Re: [RFC][PATCH 1/3] per cpu counter fixes for unsigned long typecounter overflow

From: Mingming Cao
Date: Mon Apr 10 2006 - 21:10:43 EST


On Mon, 2006-04-10 at 15:18 -0700, Andrew Morton wrote:
> Mingming Cao <cmm@xxxxxxxxxx> wrote:
> >
> > [PATCH 1/3] - Currently the"long" type counter maintained in percpu
> > counter could have issue when handling a counter that is a unsigned long
> > type.
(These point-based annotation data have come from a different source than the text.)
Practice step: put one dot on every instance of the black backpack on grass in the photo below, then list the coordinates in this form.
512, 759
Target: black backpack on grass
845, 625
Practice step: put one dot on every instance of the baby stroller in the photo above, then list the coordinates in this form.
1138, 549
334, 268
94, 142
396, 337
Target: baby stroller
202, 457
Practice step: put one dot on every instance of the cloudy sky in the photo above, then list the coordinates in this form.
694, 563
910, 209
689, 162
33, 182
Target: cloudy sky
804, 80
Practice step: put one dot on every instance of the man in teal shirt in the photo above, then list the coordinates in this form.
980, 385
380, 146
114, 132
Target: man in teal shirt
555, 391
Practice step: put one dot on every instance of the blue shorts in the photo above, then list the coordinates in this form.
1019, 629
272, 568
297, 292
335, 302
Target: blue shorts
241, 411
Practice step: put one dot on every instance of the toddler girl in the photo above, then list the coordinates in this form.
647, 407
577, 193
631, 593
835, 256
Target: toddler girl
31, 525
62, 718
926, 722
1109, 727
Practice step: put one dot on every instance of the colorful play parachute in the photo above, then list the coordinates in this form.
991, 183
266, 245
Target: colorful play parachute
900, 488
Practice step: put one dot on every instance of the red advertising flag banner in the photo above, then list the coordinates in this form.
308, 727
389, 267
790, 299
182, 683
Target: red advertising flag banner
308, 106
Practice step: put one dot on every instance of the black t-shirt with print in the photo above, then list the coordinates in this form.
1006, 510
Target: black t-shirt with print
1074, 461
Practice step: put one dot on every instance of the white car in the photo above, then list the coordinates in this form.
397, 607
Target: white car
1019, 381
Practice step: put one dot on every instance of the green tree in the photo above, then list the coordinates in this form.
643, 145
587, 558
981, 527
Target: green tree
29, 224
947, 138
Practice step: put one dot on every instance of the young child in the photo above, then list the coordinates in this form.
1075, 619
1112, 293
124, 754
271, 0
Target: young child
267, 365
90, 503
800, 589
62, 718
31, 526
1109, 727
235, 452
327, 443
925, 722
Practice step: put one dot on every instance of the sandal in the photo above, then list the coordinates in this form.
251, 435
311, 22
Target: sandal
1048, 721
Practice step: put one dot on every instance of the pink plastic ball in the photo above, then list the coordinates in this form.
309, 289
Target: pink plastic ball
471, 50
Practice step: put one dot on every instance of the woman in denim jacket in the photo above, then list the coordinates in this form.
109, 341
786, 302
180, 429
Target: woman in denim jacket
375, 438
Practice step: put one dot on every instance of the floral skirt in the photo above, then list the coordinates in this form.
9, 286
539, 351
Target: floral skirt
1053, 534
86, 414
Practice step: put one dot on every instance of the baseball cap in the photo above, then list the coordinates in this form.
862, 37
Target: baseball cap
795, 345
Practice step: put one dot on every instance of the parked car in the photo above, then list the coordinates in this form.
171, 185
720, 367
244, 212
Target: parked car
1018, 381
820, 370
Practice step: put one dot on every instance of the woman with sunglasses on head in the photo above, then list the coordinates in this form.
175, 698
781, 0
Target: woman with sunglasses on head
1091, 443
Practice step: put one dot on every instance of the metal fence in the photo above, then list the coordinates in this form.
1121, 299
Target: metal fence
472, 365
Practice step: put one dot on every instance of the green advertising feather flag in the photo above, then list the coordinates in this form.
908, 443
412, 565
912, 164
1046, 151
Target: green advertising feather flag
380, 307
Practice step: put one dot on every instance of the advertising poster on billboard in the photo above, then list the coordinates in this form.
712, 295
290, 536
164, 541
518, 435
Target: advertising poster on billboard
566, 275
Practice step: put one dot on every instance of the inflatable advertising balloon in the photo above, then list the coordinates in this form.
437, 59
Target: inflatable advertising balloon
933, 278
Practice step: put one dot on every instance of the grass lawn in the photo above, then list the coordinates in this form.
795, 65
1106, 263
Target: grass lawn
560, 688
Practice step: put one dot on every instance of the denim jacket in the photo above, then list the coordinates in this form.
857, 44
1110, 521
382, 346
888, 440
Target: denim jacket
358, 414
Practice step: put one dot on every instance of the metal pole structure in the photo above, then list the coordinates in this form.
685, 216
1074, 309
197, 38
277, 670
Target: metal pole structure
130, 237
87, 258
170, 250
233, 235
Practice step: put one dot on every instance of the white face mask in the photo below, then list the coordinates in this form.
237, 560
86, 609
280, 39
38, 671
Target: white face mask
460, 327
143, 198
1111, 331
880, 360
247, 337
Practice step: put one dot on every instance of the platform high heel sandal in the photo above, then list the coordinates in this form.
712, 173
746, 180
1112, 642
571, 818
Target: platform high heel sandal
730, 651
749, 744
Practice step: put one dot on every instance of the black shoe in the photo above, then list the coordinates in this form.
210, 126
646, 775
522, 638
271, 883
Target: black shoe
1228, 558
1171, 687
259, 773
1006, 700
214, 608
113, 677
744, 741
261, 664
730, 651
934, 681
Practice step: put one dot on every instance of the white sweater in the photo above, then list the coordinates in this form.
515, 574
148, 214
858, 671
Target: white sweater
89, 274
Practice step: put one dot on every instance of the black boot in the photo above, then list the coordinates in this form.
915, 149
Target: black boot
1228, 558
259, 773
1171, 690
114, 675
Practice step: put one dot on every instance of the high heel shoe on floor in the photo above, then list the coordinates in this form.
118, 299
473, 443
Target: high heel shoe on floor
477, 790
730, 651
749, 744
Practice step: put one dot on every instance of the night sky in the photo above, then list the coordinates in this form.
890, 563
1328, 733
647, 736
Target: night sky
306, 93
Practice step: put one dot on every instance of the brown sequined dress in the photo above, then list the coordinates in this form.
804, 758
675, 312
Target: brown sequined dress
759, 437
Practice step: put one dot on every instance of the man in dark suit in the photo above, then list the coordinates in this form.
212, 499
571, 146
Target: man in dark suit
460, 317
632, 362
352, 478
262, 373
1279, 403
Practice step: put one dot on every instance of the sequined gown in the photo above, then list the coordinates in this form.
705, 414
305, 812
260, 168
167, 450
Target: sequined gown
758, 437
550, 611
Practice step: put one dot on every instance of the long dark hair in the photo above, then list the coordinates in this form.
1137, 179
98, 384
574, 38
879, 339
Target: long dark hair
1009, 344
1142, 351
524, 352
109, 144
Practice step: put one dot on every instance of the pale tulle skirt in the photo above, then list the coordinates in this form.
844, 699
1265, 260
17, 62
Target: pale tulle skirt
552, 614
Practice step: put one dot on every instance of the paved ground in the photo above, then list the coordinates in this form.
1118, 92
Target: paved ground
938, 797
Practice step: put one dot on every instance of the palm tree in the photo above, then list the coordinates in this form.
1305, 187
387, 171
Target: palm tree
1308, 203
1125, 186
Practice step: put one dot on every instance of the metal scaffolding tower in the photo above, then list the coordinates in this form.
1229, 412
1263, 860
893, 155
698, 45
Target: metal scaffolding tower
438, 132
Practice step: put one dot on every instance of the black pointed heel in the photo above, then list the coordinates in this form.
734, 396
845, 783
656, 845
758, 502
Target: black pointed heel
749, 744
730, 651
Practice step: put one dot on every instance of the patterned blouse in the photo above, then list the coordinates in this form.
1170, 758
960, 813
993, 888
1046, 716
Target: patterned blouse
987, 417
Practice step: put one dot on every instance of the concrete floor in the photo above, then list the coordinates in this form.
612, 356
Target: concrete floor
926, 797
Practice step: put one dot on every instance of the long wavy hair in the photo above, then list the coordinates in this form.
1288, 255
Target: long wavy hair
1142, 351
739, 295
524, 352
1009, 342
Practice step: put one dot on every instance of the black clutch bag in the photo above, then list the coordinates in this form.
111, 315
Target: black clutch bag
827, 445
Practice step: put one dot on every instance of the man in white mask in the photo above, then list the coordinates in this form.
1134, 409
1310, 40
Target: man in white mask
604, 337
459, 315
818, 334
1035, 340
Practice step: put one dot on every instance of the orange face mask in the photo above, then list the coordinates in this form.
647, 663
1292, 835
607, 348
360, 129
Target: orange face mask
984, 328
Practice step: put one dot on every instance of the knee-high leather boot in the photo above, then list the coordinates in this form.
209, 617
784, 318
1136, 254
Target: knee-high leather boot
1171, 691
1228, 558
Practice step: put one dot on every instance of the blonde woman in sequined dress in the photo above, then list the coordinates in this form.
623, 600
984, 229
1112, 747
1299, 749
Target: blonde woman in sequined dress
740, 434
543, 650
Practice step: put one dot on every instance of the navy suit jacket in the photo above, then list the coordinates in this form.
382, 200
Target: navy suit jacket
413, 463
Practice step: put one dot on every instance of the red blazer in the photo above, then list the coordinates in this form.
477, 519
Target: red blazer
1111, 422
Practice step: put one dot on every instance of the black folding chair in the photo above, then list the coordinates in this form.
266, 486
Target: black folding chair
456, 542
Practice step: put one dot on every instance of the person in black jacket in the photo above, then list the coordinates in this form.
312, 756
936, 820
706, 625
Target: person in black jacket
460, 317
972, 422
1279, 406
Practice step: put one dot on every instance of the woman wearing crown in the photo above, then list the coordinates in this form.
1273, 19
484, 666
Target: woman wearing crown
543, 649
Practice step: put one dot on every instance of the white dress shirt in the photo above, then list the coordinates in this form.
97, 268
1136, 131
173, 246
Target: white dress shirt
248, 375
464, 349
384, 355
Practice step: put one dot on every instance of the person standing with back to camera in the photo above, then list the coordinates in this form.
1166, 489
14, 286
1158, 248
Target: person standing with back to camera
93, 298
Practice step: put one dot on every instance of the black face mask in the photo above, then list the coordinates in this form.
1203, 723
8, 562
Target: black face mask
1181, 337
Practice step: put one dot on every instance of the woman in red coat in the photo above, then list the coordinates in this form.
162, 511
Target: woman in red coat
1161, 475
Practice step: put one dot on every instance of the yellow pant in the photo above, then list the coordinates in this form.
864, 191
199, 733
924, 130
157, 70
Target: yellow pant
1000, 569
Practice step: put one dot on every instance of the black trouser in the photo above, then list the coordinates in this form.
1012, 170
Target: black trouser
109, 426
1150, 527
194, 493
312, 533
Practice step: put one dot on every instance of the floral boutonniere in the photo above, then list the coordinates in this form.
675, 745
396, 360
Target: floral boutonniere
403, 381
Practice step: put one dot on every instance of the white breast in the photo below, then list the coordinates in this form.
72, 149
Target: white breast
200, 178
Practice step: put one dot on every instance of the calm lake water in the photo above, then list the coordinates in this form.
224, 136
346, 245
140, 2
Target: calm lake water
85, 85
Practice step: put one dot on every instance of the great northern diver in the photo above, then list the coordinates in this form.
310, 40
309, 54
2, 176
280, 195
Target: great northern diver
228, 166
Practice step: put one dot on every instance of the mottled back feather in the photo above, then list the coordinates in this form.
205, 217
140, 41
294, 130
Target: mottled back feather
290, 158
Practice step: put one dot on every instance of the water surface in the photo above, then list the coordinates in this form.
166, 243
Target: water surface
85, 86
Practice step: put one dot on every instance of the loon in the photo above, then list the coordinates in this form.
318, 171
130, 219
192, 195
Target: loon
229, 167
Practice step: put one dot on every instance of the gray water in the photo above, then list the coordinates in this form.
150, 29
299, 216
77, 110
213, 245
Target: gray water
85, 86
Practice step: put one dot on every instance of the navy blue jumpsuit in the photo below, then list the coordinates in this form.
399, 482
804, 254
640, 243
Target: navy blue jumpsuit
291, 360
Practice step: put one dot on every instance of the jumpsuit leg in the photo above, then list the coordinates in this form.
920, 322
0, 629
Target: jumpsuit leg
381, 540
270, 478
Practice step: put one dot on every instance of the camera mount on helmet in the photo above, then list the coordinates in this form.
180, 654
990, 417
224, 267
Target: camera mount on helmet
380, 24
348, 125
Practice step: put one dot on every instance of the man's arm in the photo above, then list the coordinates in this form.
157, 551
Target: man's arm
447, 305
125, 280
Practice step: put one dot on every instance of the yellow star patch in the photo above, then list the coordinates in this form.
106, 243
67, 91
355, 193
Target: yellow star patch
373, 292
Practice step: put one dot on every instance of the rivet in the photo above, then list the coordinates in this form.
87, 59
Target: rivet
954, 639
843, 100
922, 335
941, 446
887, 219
Most cases this could be easily fixed by casting the returned
> > value to "unsigned long". But for the "overflow" issue, i.e. because of
> > the percpu global counter is a approsimate value, there is a
> > possibility that at some point the global counter is close to the max
> > limit (oxffff_feee) but after updating from a local counter a positive
> > value, the global counter becomes a small value (i.e.0x 00000012).
> >
> > This patch tries to avoid this overflow happen. When updating from a
> > local counter to the global counter, add a check to see if the updated
> > value is less than before if we are doing an positive add, or if the
> > updated value is greater than before if we are doing an negative add.
> > Either way we should postpone the updating from this local counter to
> > the global counter.
> >
> >
> > -static void __percpu_counter_mod(struct percpu_counter *fbc, long amount)
> > +static void __percpu_counter_mod(struct percpu_counter *fbc, long amount,
> > + int llcheck)
>
> Confused. What does "ll" stand for throughout this patch?
>
> Whatever it is, I suspect we need to choose something better ;)
>

Probably "ul" fits better than "ll"-- this llcheck is a flag that should
only need to turn on for unsigned long type counter.

> > {
> > long count;
> > long *pcount;
> > int cpu = smp_processor_id();
> > + unsigned long before, after;
> > + int update = 1;
> >
> > pcount = per_cpu_ptr(fbc->counters, cpu);
> > count = *pcount + amount;
> > if (count >= FBC_BATCH || count <= -FBC_BATCH) {
> > spin_lock(&fbc->lock);
> > - fbc->count += count;
> > - *pcount = 0;
> > + before = fbc->count;
> > + after = before + count;
> > + if (llcheck && ((count > 0 && after < before) ||
> > + ( count < 0 && after > before)))
> > + update = 0;
> > +
> > + if (update) {
> > + fbc->count = after;
> > + *pcount = 0;
> > + }
>
> The above bit of magic deserves an explanatory comment.
>

Certainly. How about this? Does this look still confusing?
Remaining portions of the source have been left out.